What information is collected, how it is used and how it is disposed of is not always disclosed properly on packaging or in advertising materials. It may be used by the toy manufacturer, or third parties, for advertising purposes. That could be considered deceptive marketing and would raise concerns for the Bureau.

Before you rush out to purchase one of these toys, the Competition Bureau and its law enforcement partners want you to be aware of some of the risks to your children and family:

Hidden marketing: certain toys need to be connected to the parent’s smartphone or tablet through an app. While these toys listen and interact with your kids, they may pick up on key words that will be used to push more targeted advertising to your device.

Undisclosed product placement: connected toys are sometimes pre-programmed to say certain phrases - some of which may promote a product, business or service.

Misleading terms and conditions: certain toys and related apps require that parents agree to terms and conditions that may be difficult to read, unclear or misleading. The terms and conditions might also not include all the information you need to know.

Intrusive terms and privacy policies: the terms of use and privacy policies can be changed at any time, and they can include terms that allow the toy manufacturer to share your information with third parties without notice.

Inadequate security: with toys connected to the Internet, personal information about your kids and your family could be accessed by hackers and other cybercriminals if they are not properly secured.
Here are some tips for those who may wish to purchase or use connected toys:

  • Research the toy for any known risks or issues.
  • Carefully read the terms and conditions associated with the use of the toy.
  • Research the toy manufacturer and buy from recognized, trusted brands.
  • Learn how the toy works.
  • Understand what information will be collected, used, stored and who has access to it.
  • Use only trusted and secured Internet networks.
  • Change the toy manufacturer’s default username and password.
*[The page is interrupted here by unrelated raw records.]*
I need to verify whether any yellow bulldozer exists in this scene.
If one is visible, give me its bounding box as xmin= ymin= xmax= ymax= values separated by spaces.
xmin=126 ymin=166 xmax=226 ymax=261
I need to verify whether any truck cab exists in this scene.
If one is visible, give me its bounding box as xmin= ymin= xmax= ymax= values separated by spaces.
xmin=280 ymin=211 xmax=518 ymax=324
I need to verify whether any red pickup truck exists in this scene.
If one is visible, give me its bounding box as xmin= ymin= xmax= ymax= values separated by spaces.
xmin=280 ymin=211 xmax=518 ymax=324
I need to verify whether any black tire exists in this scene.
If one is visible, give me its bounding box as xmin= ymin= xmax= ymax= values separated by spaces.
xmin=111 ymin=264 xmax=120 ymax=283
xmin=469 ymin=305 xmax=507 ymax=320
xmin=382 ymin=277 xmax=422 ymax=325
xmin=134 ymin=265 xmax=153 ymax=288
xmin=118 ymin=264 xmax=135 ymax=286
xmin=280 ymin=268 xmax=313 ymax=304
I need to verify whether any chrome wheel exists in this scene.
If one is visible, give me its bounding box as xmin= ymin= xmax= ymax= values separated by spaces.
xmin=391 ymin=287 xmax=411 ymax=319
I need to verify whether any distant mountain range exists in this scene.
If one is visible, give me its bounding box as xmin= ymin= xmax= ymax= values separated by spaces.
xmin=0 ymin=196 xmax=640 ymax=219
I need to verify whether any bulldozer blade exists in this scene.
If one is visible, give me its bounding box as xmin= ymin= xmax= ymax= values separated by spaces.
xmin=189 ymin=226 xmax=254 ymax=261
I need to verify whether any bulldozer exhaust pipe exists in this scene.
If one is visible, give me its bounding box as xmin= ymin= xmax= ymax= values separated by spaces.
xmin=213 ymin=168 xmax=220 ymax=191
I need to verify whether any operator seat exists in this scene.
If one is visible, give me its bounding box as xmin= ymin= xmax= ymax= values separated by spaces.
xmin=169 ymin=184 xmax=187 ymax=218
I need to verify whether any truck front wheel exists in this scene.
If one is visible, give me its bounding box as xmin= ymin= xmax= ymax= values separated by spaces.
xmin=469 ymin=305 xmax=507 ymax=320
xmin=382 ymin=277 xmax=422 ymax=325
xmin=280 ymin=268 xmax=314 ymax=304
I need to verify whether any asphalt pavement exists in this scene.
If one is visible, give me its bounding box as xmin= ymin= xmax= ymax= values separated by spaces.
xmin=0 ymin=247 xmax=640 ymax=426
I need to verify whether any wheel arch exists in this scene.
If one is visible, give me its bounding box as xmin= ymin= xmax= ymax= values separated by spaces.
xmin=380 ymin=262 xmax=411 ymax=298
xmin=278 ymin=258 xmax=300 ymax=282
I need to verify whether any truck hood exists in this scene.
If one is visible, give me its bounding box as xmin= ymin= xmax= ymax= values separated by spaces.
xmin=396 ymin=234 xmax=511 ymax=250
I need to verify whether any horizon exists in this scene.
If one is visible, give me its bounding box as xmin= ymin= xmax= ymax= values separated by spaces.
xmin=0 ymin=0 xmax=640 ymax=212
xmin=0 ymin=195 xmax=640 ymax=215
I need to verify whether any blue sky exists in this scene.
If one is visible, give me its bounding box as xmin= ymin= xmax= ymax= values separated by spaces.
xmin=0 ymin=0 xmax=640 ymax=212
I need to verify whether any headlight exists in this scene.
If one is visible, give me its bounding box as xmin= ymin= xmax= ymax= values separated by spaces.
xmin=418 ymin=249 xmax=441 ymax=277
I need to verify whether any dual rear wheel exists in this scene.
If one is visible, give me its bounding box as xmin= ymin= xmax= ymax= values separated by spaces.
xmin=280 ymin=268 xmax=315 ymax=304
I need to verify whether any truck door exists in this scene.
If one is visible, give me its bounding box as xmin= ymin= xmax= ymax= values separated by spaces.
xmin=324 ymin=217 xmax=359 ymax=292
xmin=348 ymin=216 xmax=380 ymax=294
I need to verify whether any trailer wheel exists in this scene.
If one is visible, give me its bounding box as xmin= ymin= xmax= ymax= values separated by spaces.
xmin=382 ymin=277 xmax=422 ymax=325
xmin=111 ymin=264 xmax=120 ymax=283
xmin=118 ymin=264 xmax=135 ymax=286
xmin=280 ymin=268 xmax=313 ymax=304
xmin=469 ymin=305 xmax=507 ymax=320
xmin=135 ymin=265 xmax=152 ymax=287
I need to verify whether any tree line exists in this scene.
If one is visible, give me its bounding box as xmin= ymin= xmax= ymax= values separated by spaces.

Use strong passwords.
  • Ensure the toy is kept up to date with security updates or patches.
  • Monitor your kids’ activities when they’re playing with the toy. Turn it off when it’s not in use and disconnect it for added security.
  • Learn how to delete your child’s personal information in case the toy gets lost or discarded.

Report hidden marketing and misleading terms and conditions to the Competition Bureau (1-800-348-5358). Report cybersecurity concerns to the Canadian Anti-Fraud Centre (1-888-495-8501) or the RCMP.